Initialize the extractor with a multi-stage strategy pipeline.

Parameters:

  • pipeline (List[List[BaseExtractorStrategy]]): A fixed list of lists where each list represents a stage containing extractor strategies executed in order.
  • cache_templates (bool): Whether to cache extraction templates. (default: :obj:True)
  • max_cache_size (int): Maximum number of templates to cache. (default: :obj:1000)
  • extraction_timeout (float): Maximum time for extraction in seconds. (default: :obj:30.0)
  • batch_size (int): Size of batches for parallel extraction. (default: :obj:10)
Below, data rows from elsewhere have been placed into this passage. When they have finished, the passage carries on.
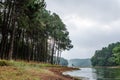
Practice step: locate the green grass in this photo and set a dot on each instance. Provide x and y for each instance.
(20, 70)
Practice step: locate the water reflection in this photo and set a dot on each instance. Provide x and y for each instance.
(97, 73)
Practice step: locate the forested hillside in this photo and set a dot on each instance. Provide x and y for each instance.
(107, 56)
(30, 32)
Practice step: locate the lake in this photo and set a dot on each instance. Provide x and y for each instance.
(96, 73)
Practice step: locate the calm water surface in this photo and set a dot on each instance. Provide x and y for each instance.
(97, 73)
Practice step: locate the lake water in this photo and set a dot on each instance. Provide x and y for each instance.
(96, 73)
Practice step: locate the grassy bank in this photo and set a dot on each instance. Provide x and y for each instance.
(20, 70)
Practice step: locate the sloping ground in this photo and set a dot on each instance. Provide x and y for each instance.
(32, 71)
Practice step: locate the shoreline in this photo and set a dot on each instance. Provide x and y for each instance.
(59, 72)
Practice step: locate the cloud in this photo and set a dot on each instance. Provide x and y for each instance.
(92, 24)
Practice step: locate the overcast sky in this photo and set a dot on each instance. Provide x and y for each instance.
(92, 24)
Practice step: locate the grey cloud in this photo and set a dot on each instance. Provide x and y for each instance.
(87, 38)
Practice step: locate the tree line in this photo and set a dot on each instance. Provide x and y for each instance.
(30, 32)
(107, 56)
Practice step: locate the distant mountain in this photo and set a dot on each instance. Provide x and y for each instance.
(79, 63)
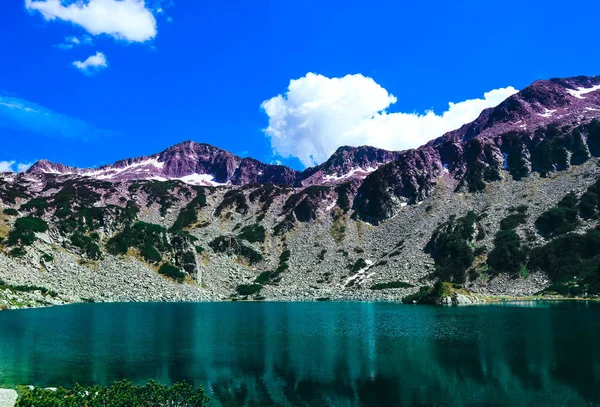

  • monitoring_interval (float): Interval in seconds between resource checks. (default: :obj:5.0)
  • cpu_threshold (float): CPU usage percentage threshold for scaling down. (default: :obj:80.0)
  • memory_threshold (float): Memory usage percentage threshold for scaling down. (default: :obj:85.0) **kwargs: Additional extractor parameters.